Picture perfect faces: Thiruvananthapuram piling up with visitors
By evening, Babitha Nair looks tired, but patient. With her is a family that had come to visit her first painting exhibition in Kerala, her fifth overall. Babitha listens to their comments and turns to the next visitor. It is not so common to find the Lalithakala Akademi in Thiruvananthapuram piling up with visitors, but then something about the wrinkled old woman that Babitha had put out in the posters of her exhibition seemed to call the passersby in.

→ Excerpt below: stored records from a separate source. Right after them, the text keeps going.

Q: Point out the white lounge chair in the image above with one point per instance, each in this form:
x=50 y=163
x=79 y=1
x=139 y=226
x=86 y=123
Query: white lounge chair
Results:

“I am always intrigued by striking faces and expressions. If you look at 10 different persons, you will see 10 skin tones. This picture of the old woman — I call it Daadima — is of someone I met in the Himalayas,” Babitha says. The eyes of the woman in the picture are welled up with tears. “She was telling us about her losses,” Babitha recalls that moment from an old trip. She found more faces to paint from that same trip. A little girl called Kajol whose picture became so detailed that you could spot in her dark eyes, the reflection of the mountain goat she saw. There’s ‘old Jamuna’ wearing a bindi on her forehead, and wrinkles on her face. If you then take a sweep around the room, you will find most faces too old or too young. The only exception is a dancer, striking a pose in Odissi. “Inspired by the many Ravi Varma paintings, I wanted to see how to get the silk saree folds right,” Babitha says.
It’s not just faces. She has on one corner of the hall, the picture of an old man in the rain directing the traffic of a Bengaluru street. “I call that picture ‘Never sleeps’. The city is always busy. It is my most recent work, only two weeks old,” says Babitha, who is settled in Bengaluru. She was born in Kannur, but then did most of her studies in Kozhikode before taking off to Bengaluru for her BFA and then a course in fashion designing. “That was a phase. I had joined a company too. But then I realised it was much better to do my own work, and freelance as an artist,” she says.
So, that’s what she does now. Not that it always brings pleasant memories. Because of her perfectionist ways, Babitha’s pictures sometimes run the risk of looking like photographs. A painting of green leaves that she put up online received a lot of such comments. “They said I shouldn’t fool people like this. I felt like crying, but I also realised it is a sort of compliment.” Babitha’s exhibition ends today.